Les chiffres mondiaux masquent une immense diversité démographique. Ainsi, plus de la moitié de la croissance de la population d’ici 2050 viendra de seulement 8 pays selon l’ONU : République démocratique du Congo, Egypte, Ethiopie, Inde, Nigeria, Pakistan, Philippines et Tanzanie. Et à la fin du siècle, les trois villes les plus peuplées au monde seront africaines : Lagos au Nigeria, Kinshasa en RD Congo et Dar Es Salaam en Tanzanie.

Amélioration des conditions de vie

Si le nombre d’habitants a crû d’une façon aussi spectaculaire, c’est parce que les conditions de vie se sont singulièrement améliorées ces dernières décennies, ce qui est incontestablement une bonne nouvelle. Grâce à la généralisation des soins de santé, la mortalité infantile a diminué, on vit mieux et plus longtemps. Même si ces progrès sont inégalement répartis, il s‘agit d’une « success story » qui mérite d’être saluée.

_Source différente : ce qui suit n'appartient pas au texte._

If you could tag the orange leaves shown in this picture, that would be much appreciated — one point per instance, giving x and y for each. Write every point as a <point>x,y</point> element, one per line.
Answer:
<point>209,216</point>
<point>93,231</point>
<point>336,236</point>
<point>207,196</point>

Mais puisque, aujourd’hui déjà, le système climatique de notre vieille Terre, malmené par l’exploitation à outrance de ses réserves, se dérègle, qu’en sera-t-il demain ? Ne faudrait-il pas, pour sauver la planète, essayer de réduire drastiquement le nombre d’humains à venir ?

Et où ça ? Dans les pays industrialisés, énormes émetteurs de gaz à effets de serre ? La fécondité y est déjà basse, autour de 1,5 enfant par femme. Jusqu’où faudrait-il descendre pour avoir un impact ?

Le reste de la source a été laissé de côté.